Voor de rubriek Spotlight’s on: interviewt het Atelier Néerlandais iedere maand een lid van het AN. Deze maand: Ilonka van Gerven
Ha Ilonka. Wat voor werk doe je precies?
In de eerste plaats ben ik ondertitelaar, of adaptateur, zoals dat in het Frans heet. In de loop van de jaren zijn daar andere dingen bij gekomen, zoals het boventitelen van opera’s, vertalen van jeugdromans en tolken, maar het ondertitelen neemt het grootste deel van mijn tijd in beslag.
Hoe werkt dat precies?
Het begint natuurlijk met een verzoek van een productiemaatschappij of ik een film of serie wil ondertitelen.
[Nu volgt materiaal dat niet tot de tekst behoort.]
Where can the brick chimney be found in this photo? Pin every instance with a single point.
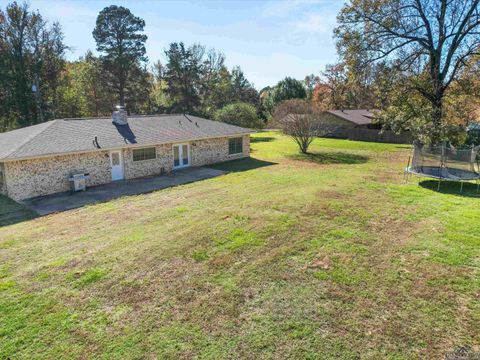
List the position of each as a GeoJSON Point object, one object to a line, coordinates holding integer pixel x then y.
{"type": "Point", "coordinates": [120, 116]}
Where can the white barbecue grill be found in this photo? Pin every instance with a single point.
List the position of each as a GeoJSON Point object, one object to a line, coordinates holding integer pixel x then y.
{"type": "Point", "coordinates": [79, 181]}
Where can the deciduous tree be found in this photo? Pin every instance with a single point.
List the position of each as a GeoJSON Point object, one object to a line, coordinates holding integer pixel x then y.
{"type": "Point", "coordinates": [430, 41]}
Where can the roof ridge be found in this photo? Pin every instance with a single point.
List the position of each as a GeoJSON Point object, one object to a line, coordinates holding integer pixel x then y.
{"type": "Point", "coordinates": [130, 116]}
{"type": "Point", "coordinates": [32, 136]}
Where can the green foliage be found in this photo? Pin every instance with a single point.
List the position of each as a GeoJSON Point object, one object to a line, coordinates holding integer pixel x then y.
{"type": "Point", "coordinates": [241, 114]}
{"type": "Point", "coordinates": [427, 47]}
{"type": "Point", "coordinates": [285, 89]}
{"type": "Point", "coordinates": [31, 53]}
{"type": "Point", "coordinates": [118, 34]}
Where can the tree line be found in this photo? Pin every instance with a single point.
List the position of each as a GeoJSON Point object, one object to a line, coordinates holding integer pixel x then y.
{"type": "Point", "coordinates": [38, 84]}
{"type": "Point", "coordinates": [417, 61]}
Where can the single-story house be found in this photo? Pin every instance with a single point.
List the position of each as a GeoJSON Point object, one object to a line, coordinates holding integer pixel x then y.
{"type": "Point", "coordinates": [360, 124]}
{"type": "Point", "coordinates": [41, 159]}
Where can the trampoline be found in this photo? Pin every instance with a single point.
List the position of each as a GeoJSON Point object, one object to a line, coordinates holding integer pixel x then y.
{"type": "Point", "coordinates": [445, 163]}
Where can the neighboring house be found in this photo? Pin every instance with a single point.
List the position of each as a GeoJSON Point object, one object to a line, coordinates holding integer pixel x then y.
{"type": "Point", "coordinates": [40, 159]}
{"type": "Point", "coordinates": [360, 125]}
{"type": "Point", "coordinates": [360, 118]}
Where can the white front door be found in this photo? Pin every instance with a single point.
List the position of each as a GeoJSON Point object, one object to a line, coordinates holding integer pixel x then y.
{"type": "Point", "coordinates": [181, 155]}
{"type": "Point", "coordinates": [116, 163]}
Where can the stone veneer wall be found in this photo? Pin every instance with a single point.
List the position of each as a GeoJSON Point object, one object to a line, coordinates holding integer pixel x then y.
{"type": "Point", "coordinates": [212, 151]}
{"type": "Point", "coordinates": [135, 169]}
{"type": "Point", "coordinates": [43, 176]}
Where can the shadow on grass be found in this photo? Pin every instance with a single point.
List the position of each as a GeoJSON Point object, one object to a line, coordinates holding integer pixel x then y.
{"type": "Point", "coordinates": [12, 212]}
{"type": "Point", "coordinates": [330, 158]}
{"type": "Point", "coordinates": [451, 188]}
{"type": "Point", "coordinates": [262, 139]}
{"type": "Point", "coordinates": [244, 164]}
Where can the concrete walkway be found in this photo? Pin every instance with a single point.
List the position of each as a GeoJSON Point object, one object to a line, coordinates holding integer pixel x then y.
{"type": "Point", "coordinates": [44, 205]}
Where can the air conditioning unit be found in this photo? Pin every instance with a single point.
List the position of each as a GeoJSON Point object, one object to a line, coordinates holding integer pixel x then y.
{"type": "Point", "coordinates": [79, 182]}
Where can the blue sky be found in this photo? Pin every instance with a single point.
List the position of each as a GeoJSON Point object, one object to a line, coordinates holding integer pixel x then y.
{"type": "Point", "coordinates": [267, 39]}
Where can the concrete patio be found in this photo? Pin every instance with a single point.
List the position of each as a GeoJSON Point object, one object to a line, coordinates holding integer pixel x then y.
{"type": "Point", "coordinates": [65, 201]}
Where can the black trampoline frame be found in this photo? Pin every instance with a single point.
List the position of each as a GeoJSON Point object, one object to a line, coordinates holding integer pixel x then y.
{"type": "Point", "coordinates": [442, 168]}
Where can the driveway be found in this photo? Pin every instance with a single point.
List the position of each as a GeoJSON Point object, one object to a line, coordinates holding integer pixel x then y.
{"type": "Point", "coordinates": [44, 205]}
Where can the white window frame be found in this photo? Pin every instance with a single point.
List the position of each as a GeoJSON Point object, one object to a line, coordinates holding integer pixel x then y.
{"type": "Point", "coordinates": [238, 153]}
{"type": "Point", "coordinates": [143, 148]}
{"type": "Point", "coordinates": [180, 145]}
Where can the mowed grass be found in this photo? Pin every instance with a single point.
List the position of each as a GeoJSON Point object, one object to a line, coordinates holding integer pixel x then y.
{"type": "Point", "coordinates": [325, 255]}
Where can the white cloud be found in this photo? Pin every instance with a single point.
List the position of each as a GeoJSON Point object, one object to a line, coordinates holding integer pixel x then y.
{"type": "Point", "coordinates": [317, 23]}
{"type": "Point", "coordinates": [285, 8]}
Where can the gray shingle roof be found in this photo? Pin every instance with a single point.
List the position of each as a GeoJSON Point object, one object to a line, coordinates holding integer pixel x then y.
{"type": "Point", "coordinates": [358, 117]}
{"type": "Point", "coordinates": [77, 135]}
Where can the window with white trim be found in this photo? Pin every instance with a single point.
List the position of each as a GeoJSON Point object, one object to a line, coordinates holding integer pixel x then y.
{"type": "Point", "coordinates": [235, 146]}
{"type": "Point", "coordinates": [144, 154]}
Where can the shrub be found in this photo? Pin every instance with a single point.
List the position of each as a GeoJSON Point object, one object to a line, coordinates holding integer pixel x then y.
{"type": "Point", "coordinates": [240, 114]}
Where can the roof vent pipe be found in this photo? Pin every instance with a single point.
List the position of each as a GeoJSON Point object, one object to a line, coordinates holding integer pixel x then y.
{"type": "Point", "coordinates": [119, 116]}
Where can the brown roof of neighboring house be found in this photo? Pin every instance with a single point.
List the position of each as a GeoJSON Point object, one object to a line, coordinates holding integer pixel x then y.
{"type": "Point", "coordinates": [358, 117]}
{"type": "Point", "coordinates": [78, 135]}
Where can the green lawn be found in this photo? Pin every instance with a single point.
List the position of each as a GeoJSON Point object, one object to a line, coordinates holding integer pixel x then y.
{"type": "Point", "coordinates": [328, 255]}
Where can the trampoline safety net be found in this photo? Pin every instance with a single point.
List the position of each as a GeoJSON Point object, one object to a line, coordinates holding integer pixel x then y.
{"type": "Point", "coordinates": [445, 163]}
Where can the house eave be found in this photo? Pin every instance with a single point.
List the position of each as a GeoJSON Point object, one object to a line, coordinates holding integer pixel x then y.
{"type": "Point", "coordinates": [127, 146]}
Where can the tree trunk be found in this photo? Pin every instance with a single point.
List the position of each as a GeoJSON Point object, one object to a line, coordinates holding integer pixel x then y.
{"type": "Point", "coordinates": [437, 118]}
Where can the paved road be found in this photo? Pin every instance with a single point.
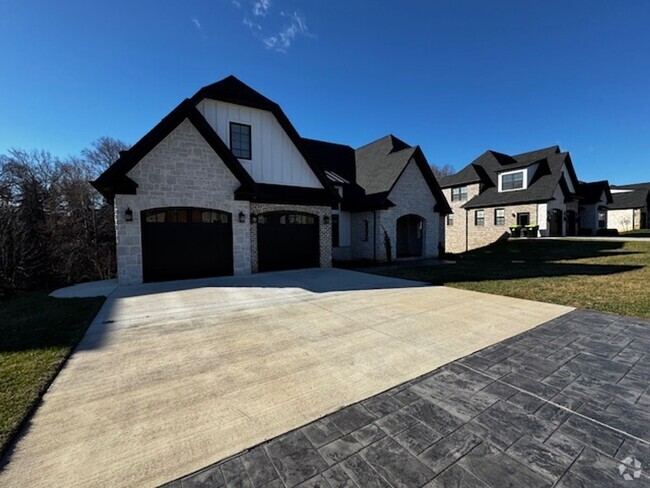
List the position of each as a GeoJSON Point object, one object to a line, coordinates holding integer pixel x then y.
{"type": "Point", "coordinates": [564, 404]}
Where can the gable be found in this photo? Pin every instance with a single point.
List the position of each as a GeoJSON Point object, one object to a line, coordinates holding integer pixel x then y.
{"type": "Point", "coordinates": [115, 180]}
{"type": "Point", "coordinates": [274, 157]}
{"type": "Point", "coordinates": [202, 171]}
{"type": "Point", "coordinates": [417, 182]}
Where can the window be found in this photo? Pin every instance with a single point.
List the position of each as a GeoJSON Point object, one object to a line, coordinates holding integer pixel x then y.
{"type": "Point", "coordinates": [459, 194]}
{"type": "Point", "coordinates": [240, 140]}
{"type": "Point", "coordinates": [335, 230]}
{"type": "Point", "coordinates": [512, 181]}
{"type": "Point", "coordinates": [479, 217]}
{"type": "Point", "coordinates": [499, 216]}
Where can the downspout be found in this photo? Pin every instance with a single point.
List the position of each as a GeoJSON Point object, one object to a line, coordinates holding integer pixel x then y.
{"type": "Point", "coordinates": [466, 230]}
{"type": "Point", "coordinates": [374, 236]}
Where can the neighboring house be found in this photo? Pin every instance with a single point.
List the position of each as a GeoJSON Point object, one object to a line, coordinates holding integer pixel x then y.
{"type": "Point", "coordinates": [225, 185]}
{"type": "Point", "coordinates": [539, 188]}
{"type": "Point", "coordinates": [630, 208]}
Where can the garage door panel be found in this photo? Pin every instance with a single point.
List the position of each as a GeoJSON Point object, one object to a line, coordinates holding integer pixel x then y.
{"type": "Point", "coordinates": [287, 240]}
{"type": "Point", "coordinates": [186, 243]}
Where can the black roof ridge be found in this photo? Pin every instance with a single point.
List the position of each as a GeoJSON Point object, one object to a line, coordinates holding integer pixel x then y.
{"type": "Point", "coordinates": [555, 146]}
{"type": "Point", "coordinates": [310, 139]}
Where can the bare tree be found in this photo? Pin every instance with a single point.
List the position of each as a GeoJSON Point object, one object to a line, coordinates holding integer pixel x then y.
{"type": "Point", "coordinates": [104, 152]}
{"type": "Point", "coordinates": [441, 171]}
{"type": "Point", "coordinates": [55, 228]}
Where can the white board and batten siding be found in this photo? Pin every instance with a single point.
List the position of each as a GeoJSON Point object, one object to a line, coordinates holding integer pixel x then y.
{"type": "Point", "coordinates": [275, 159]}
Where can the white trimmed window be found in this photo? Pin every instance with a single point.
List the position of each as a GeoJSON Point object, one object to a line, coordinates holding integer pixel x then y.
{"type": "Point", "coordinates": [515, 180]}
{"type": "Point", "coordinates": [459, 194]}
{"type": "Point", "coordinates": [479, 217]}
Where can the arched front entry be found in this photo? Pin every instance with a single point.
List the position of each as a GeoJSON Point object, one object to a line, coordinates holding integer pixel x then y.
{"type": "Point", "coordinates": [287, 240]}
{"type": "Point", "coordinates": [555, 223]}
{"type": "Point", "coordinates": [571, 223]}
{"type": "Point", "coordinates": [410, 235]}
{"type": "Point", "coordinates": [184, 243]}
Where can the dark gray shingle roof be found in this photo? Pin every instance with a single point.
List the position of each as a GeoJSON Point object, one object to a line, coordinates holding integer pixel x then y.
{"type": "Point", "coordinates": [639, 197]}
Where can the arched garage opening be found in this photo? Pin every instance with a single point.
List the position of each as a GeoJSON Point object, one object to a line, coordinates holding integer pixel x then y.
{"type": "Point", "coordinates": [410, 235]}
{"type": "Point", "coordinates": [186, 243]}
{"type": "Point", "coordinates": [287, 240]}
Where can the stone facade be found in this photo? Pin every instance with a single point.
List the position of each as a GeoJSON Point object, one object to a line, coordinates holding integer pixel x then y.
{"type": "Point", "coordinates": [324, 229]}
{"type": "Point", "coordinates": [455, 240]}
{"type": "Point", "coordinates": [624, 220]}
{"type": "Point", "coordinates": [411, 195]}
{"type": "Point", "coordinates": [181, 171]}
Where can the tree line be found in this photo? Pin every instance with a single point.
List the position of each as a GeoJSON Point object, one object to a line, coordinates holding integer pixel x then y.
{"type": "Point", "coordinates": [55, 229]}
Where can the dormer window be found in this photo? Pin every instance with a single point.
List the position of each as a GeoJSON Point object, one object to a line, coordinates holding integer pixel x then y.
{"type": "Point", "coordinates": [512, 181]}
{"type": "Point", "coordinates": [240, 140]}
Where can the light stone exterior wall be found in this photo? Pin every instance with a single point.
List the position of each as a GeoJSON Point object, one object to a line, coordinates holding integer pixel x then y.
{"type": "Point", "coordinates": [455, 234]}
{"type": "Point", "coordinates": [362, 245]}
{"type": "Point", "coordinates": [623, 220]}
{"type": "Point", "coordinates": [324, 229]}
{"type": "Point", "coordinates": [482, 235]}
{"type": "Point", "coordinates": [181, 171]}
{"type": "Point", "coordinates": [411, 195]}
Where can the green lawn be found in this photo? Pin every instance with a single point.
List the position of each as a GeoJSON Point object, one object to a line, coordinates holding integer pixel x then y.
{"type": "Point", "coordinates": [636, 233]}
{"type": "Point", "coordinates": [607, 276]}
{"type": "Point", "coordinates": [37, 334]}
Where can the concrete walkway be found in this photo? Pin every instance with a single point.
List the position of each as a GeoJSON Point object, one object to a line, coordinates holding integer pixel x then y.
{"type": "Point", "coordinates": [85, 290]}
{"type": "Point", "coordinates": [598, 238]}
{"type": "Point", "coordinates": [174, 376]}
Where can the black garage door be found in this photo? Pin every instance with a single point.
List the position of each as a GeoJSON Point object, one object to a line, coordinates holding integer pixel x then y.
{"type": "Point", "coordinates": [287, 240]}
{"type": "Point", "coordinates": [183, 243]}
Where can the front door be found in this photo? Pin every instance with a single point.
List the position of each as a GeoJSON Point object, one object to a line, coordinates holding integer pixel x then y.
{"type": "Point", "coordinates": [410, 230]}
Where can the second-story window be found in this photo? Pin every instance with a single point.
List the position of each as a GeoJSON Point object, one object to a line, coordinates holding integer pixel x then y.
{"type": "Point", "coordinates": [459, 193]}
{"type": "Point", "coordinates": [500, 216]}
{"type": "Point", "coordinates": [512, 181]}
{"type": "Point", "coordinates": [240, 140]}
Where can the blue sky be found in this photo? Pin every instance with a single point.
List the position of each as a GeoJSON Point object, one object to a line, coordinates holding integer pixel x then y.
{"type": "Point", "coordinates": [456, 77]}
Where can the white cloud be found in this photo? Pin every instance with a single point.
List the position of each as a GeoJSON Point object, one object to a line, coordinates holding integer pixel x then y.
{"type": "Point", "coordinates": [277, 31]}
{"type": "Point", "coordinates": [261, 8]}
{"type": "Point", "coordinates": [251, 25]}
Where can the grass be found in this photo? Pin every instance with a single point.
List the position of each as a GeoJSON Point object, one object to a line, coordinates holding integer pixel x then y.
{"type": "Point", "coordinates": [606, 276]}
{"type": "Point", "coordinates": [38, 334]}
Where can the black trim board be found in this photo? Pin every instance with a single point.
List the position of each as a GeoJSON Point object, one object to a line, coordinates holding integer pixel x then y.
{"type": "Point", "coordinates": [115, 180]}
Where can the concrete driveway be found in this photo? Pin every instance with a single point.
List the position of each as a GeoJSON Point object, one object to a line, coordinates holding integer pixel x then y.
{"type": "Point", "coordinates": [174, 376]}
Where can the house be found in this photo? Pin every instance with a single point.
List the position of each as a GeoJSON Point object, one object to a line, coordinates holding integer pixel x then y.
{"type": "Point", "coordinates": [537, 191]}
{"type": "Point", "coordinates": [224, 185]}
{"type": "Point", "coordinates": [630, 207]}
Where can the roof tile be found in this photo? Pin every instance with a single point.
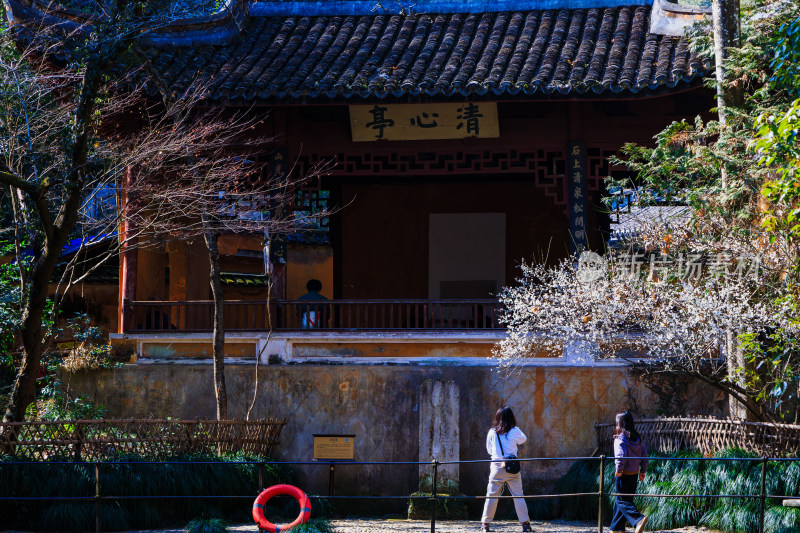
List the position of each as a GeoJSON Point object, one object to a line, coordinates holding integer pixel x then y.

Vervolgens krijg ik een template opgestuurd, een bestand met de brontaal en tijdcodes (zodat ik precies kan zien wanneer wat wordt gezegd). Dan vertaal ik de tekst in een softwareprogramma, waarbij ik kan zien of video en ondertitels mooi synchroon lopen. Het is een precies werkje: ondertitels mogen niet te lang zijn. De tekst moet voortdurend worden ingekort omdat het voor de kijker langer duurt om iets te lezen dan te horen. En er moet uiteraard rekening worden gehouden met de verschillen in cultuur tussen de brontaal en de taal van de ondertiteling. Letterlijk vertalen is uit den boze. Een goede ondertitelaar houdt rekening met de essentie.
Hoe ben je dat eigenlijk geworden?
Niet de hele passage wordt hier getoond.